Everybody who is anybody has kids. I find it almost impossibly difficult to find anyone over the age of 30 who hasn't already thrown a kid into this world, or who isn't planning to do the deed. Maybe babies are like little meaning parcels, delivering meaning and purpose to adults along with a lot of poop and vomit. And, as Shadow has said before (can't find the link), parents can then pass on the meaning-baton, the burden of meaning, to their little bundles of love. Aww, ain't life great?
BUT, in my view, tossing children into hot lava, i.e. this world, is only the most meaningful thing in this world not because it holds any meaning - IT MOST DEFINITELY DOES NOT - but because it releases a lot of love and pleasure chemicals into the brain. And I suspect that's exactly what people mean when they talk about meaning and purpose - happiness. Everlasting happiness as opposed to an actual purpose. Great happiness or fulfillment basically equals meaning, even if there is no purpose involved at all. I have said this many times before, but if the purpose of life were to kill puppies, then day in, day out, we should all be perfectly happy killing puppies to serve our Lord and Saviour, Khat F. Eline (if the intuition about meaning were correct). This is why Christians are not perfectly happy - meaning doesn't automatically (auto-magically) create happiness, and create it forever.
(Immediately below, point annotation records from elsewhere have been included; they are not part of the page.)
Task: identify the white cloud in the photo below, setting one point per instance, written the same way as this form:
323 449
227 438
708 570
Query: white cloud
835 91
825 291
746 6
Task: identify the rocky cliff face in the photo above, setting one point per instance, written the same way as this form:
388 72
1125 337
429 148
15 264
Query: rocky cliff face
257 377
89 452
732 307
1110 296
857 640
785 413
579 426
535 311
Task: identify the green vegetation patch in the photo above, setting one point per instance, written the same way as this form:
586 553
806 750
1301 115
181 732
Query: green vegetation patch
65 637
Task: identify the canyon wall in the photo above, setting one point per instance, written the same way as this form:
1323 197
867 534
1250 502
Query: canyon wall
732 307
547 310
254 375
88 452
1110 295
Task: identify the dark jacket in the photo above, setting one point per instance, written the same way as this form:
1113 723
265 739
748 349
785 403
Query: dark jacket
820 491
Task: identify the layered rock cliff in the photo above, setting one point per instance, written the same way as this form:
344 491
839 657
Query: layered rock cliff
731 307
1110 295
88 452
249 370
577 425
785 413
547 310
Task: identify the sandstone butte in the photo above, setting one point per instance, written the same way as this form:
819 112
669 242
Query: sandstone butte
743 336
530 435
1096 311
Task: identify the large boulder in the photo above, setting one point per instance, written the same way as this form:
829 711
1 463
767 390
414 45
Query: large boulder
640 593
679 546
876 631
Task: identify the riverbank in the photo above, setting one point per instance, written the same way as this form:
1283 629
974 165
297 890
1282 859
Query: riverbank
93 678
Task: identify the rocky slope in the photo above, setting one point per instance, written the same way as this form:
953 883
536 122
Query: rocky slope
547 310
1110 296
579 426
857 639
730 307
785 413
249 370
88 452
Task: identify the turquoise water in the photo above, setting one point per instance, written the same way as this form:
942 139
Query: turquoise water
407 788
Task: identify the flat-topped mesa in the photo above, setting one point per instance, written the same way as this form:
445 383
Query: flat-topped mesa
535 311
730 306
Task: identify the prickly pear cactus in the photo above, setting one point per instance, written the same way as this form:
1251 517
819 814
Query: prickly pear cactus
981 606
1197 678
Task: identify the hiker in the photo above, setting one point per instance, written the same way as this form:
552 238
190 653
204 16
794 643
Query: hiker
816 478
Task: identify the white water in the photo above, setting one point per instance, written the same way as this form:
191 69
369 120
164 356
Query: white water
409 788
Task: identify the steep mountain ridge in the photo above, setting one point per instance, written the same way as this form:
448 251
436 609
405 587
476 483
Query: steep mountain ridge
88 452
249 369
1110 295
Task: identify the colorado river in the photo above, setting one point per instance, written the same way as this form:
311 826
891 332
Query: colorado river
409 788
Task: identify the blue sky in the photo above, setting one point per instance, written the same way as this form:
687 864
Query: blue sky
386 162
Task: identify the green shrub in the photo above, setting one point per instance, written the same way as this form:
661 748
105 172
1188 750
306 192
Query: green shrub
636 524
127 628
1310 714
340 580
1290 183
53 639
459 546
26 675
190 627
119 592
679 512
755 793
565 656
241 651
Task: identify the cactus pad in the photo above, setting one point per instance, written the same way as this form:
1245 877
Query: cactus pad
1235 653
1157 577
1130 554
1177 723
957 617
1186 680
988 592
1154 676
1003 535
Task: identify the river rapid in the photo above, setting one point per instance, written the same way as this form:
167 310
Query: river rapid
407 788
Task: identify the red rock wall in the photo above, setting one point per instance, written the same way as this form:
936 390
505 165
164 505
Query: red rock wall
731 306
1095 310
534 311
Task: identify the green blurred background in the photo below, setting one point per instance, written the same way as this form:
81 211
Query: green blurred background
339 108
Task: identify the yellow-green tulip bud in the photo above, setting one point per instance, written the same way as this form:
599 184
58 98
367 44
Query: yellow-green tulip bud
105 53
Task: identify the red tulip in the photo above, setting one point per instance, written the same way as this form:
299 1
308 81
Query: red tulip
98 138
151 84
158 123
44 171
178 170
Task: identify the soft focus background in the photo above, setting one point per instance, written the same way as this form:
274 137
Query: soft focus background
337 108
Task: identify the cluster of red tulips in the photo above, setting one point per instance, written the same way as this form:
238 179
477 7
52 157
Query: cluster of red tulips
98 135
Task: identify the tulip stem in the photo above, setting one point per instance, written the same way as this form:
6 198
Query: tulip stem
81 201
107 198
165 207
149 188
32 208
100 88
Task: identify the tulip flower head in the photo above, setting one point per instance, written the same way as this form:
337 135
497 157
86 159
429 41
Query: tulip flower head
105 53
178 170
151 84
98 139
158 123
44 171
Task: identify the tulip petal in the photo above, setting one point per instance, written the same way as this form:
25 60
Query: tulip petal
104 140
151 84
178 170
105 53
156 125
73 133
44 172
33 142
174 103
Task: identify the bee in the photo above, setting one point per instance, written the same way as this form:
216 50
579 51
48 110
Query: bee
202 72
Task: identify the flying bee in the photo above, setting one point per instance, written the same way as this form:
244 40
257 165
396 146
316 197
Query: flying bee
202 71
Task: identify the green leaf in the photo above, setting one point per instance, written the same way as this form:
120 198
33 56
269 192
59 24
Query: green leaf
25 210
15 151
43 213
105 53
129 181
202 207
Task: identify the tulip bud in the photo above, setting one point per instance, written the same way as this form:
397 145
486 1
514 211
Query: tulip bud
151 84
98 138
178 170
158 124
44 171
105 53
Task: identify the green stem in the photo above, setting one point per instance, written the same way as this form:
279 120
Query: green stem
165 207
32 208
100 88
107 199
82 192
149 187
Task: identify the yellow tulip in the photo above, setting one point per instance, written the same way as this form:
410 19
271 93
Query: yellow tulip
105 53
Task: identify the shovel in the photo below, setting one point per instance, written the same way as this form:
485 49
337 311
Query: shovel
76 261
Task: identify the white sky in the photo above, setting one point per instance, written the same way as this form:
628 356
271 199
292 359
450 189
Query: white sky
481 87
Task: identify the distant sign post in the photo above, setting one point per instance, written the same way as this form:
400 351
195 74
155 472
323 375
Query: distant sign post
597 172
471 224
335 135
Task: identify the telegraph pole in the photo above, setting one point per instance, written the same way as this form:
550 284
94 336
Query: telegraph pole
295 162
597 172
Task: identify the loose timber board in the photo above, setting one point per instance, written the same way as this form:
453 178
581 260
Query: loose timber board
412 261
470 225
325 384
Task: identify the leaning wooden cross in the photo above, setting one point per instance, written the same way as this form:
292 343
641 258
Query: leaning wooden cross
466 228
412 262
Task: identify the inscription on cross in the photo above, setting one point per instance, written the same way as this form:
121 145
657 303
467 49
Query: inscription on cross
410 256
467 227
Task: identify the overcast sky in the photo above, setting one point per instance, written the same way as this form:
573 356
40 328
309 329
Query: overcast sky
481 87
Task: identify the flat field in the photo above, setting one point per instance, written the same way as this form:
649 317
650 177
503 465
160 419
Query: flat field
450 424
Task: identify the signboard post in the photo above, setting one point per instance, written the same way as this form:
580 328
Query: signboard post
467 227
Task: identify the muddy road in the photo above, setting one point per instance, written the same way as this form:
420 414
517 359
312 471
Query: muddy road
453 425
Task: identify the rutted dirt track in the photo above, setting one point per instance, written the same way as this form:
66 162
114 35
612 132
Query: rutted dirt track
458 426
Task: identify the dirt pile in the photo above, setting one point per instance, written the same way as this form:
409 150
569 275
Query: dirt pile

It gives you something to do, but unlike what people associate with the term 'Meaning of Life', you'll probably get bored and unfulfilled within a certain amount of time.
But is that it then? Does it only take one child, and then people have had their fill of meaning, understand the meaning of life, and can check out in peace? Most certainly not. Why else would people have more than one child then? To keep feeling those new baby pleasure chemicals. To keep messing about with the amount of suffering in the universe. But I digress. Some people may indeed find that children give them endless meaning, but a lot of people, when the 'endless' joy simmers down to a stable love, simply find that they feel the whole thing has been a waste of time. That the pressures and pains and boredoms (serves them right says the resentful fellow in me) of raising kids eventually culminate in feelings entirely antithetical to the initial 'I have discovered the meaning of life' surge of emotions. How many people truly believe having children was the best thing they ever did? How many people don't? It would be impossible to tell unless we could read minds. But it makes you think that perhaps this childrearing business isn't so tantalising after all. Look left, look right, don't have kids, don't run across the road.